Tensors in Python are often represented by NumPy arrays, and NumPy uses the word axis for the different modes. Therefore, in TLViz, we alias mode and axis in all the function calls. However, the word mode is generally used in the documentation.

Notation

Illustration of a CP tensor

Above, we see an illustration of the notation used in TLViz. We represent dense tensors either as NumPy arrays, Pandas DataFrames or xarray DataArrays with the name dataset. PARAFAC (or CP or CPD) models are represented by a tuple, where the first element is a vector of weights, one for each component, and the second element is a list of factor matrices, one for each mode. This form is compatible with TensorLy, and we have also taken care to give variables on this form the name cp_tensor to match TensorLy.

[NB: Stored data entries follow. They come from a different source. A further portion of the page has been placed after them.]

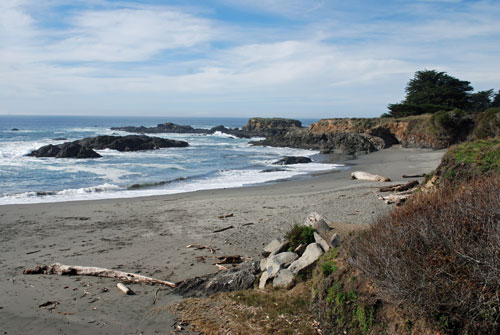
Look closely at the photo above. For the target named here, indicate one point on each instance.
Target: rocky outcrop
(262, 124)
(85, 148)
(281, 266)
(168, 127)
(411, 132)
(65, 150)
(256, 127)
(289, 160)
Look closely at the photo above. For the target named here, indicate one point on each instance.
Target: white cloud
(132, 56)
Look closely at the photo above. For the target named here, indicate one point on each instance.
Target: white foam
(222, 179)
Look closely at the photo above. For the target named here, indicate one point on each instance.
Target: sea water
(210, 162)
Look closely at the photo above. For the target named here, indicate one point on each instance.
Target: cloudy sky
(289, 58)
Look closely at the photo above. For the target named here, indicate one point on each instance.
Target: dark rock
(288, 160)
(85, 148)
(168, 127)
(65, 150)
(256, 127)
(130, 143)
(347, 143)
(259, 124)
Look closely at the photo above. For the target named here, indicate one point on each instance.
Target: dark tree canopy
(496, 100)
(437, 88)
(431, 91)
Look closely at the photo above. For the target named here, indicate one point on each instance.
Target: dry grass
(251, 312)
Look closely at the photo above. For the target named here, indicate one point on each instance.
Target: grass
(470, 160)
(271, 311)
(438, 256)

In TLViz, we also use the terms labelled and unlabelled dataset and decompositions. A labelled dataset is either a Pandas DataFrame or an xarray DataArray. By using Pandas and xarray objects, we keep the metadata together with the dataset, making it easier to produce rich visualisations later. Similarly, a labelled decomposition is a decomposition where the factor matrices are stored as Pandas DataFrames with an index equal to the coordinates along the corresponding mode of the xarray DataArray. TLViz can seamlessly work with both labelled and unlabelled data and decompositions, but we recommend using the labelled variant whenever possible.

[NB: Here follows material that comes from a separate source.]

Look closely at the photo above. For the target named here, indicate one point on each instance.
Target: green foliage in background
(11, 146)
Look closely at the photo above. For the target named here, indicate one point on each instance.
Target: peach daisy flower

What are tensor factorisations?

Similarly to matrix factorisation methods, tensor factorisation methods decompose a tensor into low-rank components. These components can be very informative and give insight into the patterns in the data. One of the most commonly used tensor factorisation methods is PARAFAC (also known as CP and CPD). PARAFAC can be considered a generalisation of two-way methods such as principal component analysis (PCA) and nonnegative matrix factorisation (NMF) to higher-order data. Let us here see how PARAFAC decomposition relates to matrix decomposition. With matrix factorisation, we describe a matrix, \(\mathbf{X}\), as the outer product of two-factor matrices:

\[\mathbf{X} \approx \mathbf{A} \mathbf{B}^\mathsf{T},\]

where \(\mathbf{A}\) and \(\mathbf{B}\) are factor matrices that contain the patterns along the rows and columns of \(\mathbf{X}\). The first component is represented by the first columns of \(\mathbf{A}\) and \(\mathbf{B}\), the second component is represented by the second columns and so forth.

We can look at an example to better understand these factor matrices. If \(\mathbf{X}\) is a matrix of movie scores given by various users, then each component could represent a genre and the \(i\)-th row of \(\mathbf{A}\) could contain information about which movie genres the \(i\)-th user likes. Likewise, the \(j\)-th row of \(\mathbf{B}\) could contain information about how “strongly” each movie belonged to each genre.

The next step is to generalise this for more dimensions. We may for example have time. In that case, we have a tensor, \(\mathcal{X}\), which represents how much different people like different movies at different time points. To see how we can matrix factorisation for such a case, we first rewrite the equation above so we consider each entry, \(x_{ij}\), of \(\mathbf{X}\) instead:

\[x_{ij} \approx \sum_{r=1}^R a_{ir} b_{jr}.\]

If we now introduce a third mode (represented by a new index, \(k\)), we see an obvious way to extend this

\[x_{ijk} \approx \sum_{r=1}^R a_{ir} b_{jr} c_{kr}.\]

Here, we have three sets of factor matrices, \(\mathbf{A}\), \(\mathbf{B}\) and \(\mathbf{C}\). In the movie example, the first two factor matrices still represent the same. The third-factor matrix, \(\mathbf{C}\) represents how popular the different genres are at different time points.

The model we just described is called the PARAFAC, CP or CPD model. However, it is also common to introduce weights to the components. These weights represent each component’s “signal strength” (similar to a singular value if you are familiar with the SVD). If we include the weights in the equation above, we get

\[x_{ijk} \approx \sum_{r=1}^R w_r a_{ir} b_{jr} c_{kr}.\]

This overview was only a very brief introduction to tensor factorisations. For a more thorough introduction, we recommend [KB09] (a thorough introduction to tensors) and [Bro97] (a thorough introduction to PARAFAC).